Numbered subway lines (known as the IRT to New Yorkers of a certain age) have had countdown clocks for years. But the lettered lines have lagged behind. That's because of how the subways were built. What most people think of as a unified system was actually built by three different entities. While the IRT (and the L) got a signal upgrade that makes real-time arrival information possible — which means countdown clocks — the lettered lines have yet to get that technology.

Someday they will get the tech they need, in the form of Communication-Based Train Control (CBTC), which is an even more modern signaling technology being installed systemwide. But that will take years. (Want to know why?
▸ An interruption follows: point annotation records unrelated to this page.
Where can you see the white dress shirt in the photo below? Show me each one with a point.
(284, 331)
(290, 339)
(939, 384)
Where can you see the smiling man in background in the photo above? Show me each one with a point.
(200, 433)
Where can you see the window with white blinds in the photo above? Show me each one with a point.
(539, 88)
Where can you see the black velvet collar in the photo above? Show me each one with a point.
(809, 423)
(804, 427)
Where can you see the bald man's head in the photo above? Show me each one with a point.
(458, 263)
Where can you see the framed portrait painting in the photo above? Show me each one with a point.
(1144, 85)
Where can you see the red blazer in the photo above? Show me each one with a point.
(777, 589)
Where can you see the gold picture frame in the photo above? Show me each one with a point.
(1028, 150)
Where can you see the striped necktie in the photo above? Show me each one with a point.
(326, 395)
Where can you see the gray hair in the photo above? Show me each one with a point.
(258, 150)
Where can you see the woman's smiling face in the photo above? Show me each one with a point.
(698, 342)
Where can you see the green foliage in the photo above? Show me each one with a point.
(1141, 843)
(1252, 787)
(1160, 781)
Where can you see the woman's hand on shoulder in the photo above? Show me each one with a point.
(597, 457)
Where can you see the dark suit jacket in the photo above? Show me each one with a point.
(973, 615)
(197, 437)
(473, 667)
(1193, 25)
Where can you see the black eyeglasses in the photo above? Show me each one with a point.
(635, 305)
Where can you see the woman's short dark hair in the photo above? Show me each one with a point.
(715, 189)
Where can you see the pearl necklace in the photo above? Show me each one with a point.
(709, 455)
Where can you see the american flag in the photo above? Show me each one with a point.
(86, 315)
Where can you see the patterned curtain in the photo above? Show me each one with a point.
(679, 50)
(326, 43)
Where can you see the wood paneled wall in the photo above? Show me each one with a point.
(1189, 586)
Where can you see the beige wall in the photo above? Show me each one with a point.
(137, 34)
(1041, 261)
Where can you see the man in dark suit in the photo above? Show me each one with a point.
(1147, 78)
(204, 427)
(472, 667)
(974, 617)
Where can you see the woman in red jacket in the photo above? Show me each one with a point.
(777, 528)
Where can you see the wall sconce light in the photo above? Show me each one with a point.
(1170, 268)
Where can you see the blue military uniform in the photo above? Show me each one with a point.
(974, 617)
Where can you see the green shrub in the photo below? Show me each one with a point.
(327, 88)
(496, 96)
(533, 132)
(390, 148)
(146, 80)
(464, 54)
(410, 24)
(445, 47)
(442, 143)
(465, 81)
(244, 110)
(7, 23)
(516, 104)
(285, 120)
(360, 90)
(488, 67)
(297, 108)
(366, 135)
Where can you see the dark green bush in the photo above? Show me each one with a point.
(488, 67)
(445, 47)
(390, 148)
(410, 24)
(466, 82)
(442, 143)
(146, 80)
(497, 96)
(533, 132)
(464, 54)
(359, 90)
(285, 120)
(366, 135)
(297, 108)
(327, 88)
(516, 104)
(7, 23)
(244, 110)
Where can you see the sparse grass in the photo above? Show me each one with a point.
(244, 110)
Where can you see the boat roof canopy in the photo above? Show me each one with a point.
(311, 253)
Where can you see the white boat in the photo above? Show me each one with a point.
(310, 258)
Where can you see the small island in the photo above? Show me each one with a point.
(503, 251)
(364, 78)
Watch the video at the end of this story.) Because the MTA has long linked CBTC to countdown clocks, their arrival on the lettered lines has seemed perennially remote.

But now the MTA is testing a workaround.

Gov. Andrew Cuomo — who in his State of the State called for an "expedited rollout" of countdown clocks — announced Thursday that the agency is piloting them at eight stations on the N/Q/R line in Manhattan.

Here's how it works: the platforms will have bluetooth receivers that use station Wi-Fi to communicate with beacons on subway cars.

"As the train enters a station," said MTA spokesman Kevin Ortiz, "the system uses its arrival and departure time to estimate the time at which the train will reach the next stop in the line."

That (almost-but-not-quite-real-time-arrival) information will then be transmitted to LCD screens on platforms at 23rd St., 28th St., 34th St.-Herald Sq., Times Sq.-42nd St., 49th St., 57th St.-7th Ave., 5th Ave.-59th St. and Lexington Ave.-59th St. (The screens are an upgrade from the LED clocks currently in use on the numbered lines, by the way. Compare the above photo to the below.)

The MTA will test the countdown clocks for 90 days. If they work, the pilot will be expanded to more stations.